Premièrement, les candidatures étant déjà enregistrées, elle a empêché la mouvance de se réorganiser face aux Démocrates. Peu ou prou, on s’attendait à la non-participation de ce parti. Ce qui a favorisé des candidatures multiples allant jusqu’à quatre partis de la mouvance. Pendant ce temps, l’opposition alignait trois partis dont un hyper-favori, les FCBE et MPL étant des outsiders. On assiste ainsi à un émiettement des voix au sein de la mouvance, émiettement qui aura servi la cause de l’opposition, et notamment de Les Démocrates.

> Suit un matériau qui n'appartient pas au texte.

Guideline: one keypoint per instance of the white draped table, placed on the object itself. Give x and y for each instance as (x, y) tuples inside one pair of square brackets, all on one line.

Deuxièmement, il y a l’entrée en campagne de Boni Yayi lui-même. On savait qu’il avait financé en grande partie la candidature des Démocrates. Mais l’on ignorait qu’il entrerait lui-même dans la danse. Et il y est entré à la dernière semaine. L’effet de foule des apparitions de l’ancien président a créé un effet de surprise très utile pour une campagne électorale. Elle a désarçonné les candidats de la mouvance sur le terrain. On pensait que, dans son rôle de médiateur dans la crise guinéenne, il n’oserait pas entrer en opposition frontale avec Patrice Talon de peur de voir échouer sa mission sous-régionale. Yayi a brisé tous les codes. Mais en l’occurrence, il ne s’est pas montré réellement radicale. Le Boni Yayi de cette campagne a été pratiquement aux antipodes de ce que nous connaissons. Il a parlé très peu. Et même lorsqu’il a pu dire quelques mots, ce n’était jamais dans le lexique virulent anti-Talon qui l’a caractérisé il y a quelques années. Ce fut un homme prêchant la paix. Il y a du Kérékou dans cette démarche, du temps où le général faisait campagne sans dire grand-chose devant les foules hystériques qui l’adulaient. Elles n’attendaient rien de lui, pas même ses mots. Ce qui comptait pour ces gens, c’était sa présence. Les foules étaient des gens acquis à la cause. Sa présence devant eux aidait à alimenter le mythe.
Troisième chose, la présence des quatre partis de la mouvance a empêché le chef de l’Etat d’intervenir directement dans la campagne. C’est la première fois depuis les premières législatives de 1995 qu’un Chef d’Etat en exercice se retrouve dans une position si délicate qu’il est paralysé en pleine campagne électorale. Il ne pouvait faire campagne ni pour le BR ni pour l’UP-Le Renouveau, encore moins Moele-Bénin et l’UDBN. Résultat, l’embarras de choix de Patrice Talon a créé un effet inhibiteur chez les électeurs de la mouvance. La plupart ne sont pas allés voter, ne sachant que choisir. Le taux de participation de ces élections ne devrait pas dépasser 35% au grand maximum. Les électeurs de la mouvance se retrouvent devant le même embarras de choix que le président de la République. L’opposition aura largement profité de cette abstention.
Quatrième et dernière chose, les crocs-en-jambe au sein de la mouvance. Les parachutages de candidats ont enclenché et alimenté les guerres intestines dont les résultats sont là. Lorsqu’un Victor Topanou se retrouve tête de liste UP-Le Renouveau dans la sixième circonscription électorale, il pose un problème de fond à ceux qui avaient toujours milité dans le parti. Car il n’avait jamais été militant actif reconnu dans les instances du parti à la base. Il se retrouve ainsi en une situation d’imposition brutale qui décourage et révolte les militants de première heure, notamment les responsables qui travaillaient depuis longtemps à la base. Les conflits internes allumés dans ces conditions se traduisent par de sourdes oppositions qui ont anéanti les capacités de mobilisation des électeurs de la mouvance. « Laissons-les se débrouiller ». Tel est le leitmotiv qui a caractérisé cet abandon ayant tout l’air d’un boycott.
La mouvance a perdu ces élections dont les résultats sonnent comme un cinglant désaveux pour le Chef de l’Etat. Mais il s’agit plus d’un manque d’anticipation et d’un excès d’optimisme que d’un vote-sanction contre Talon.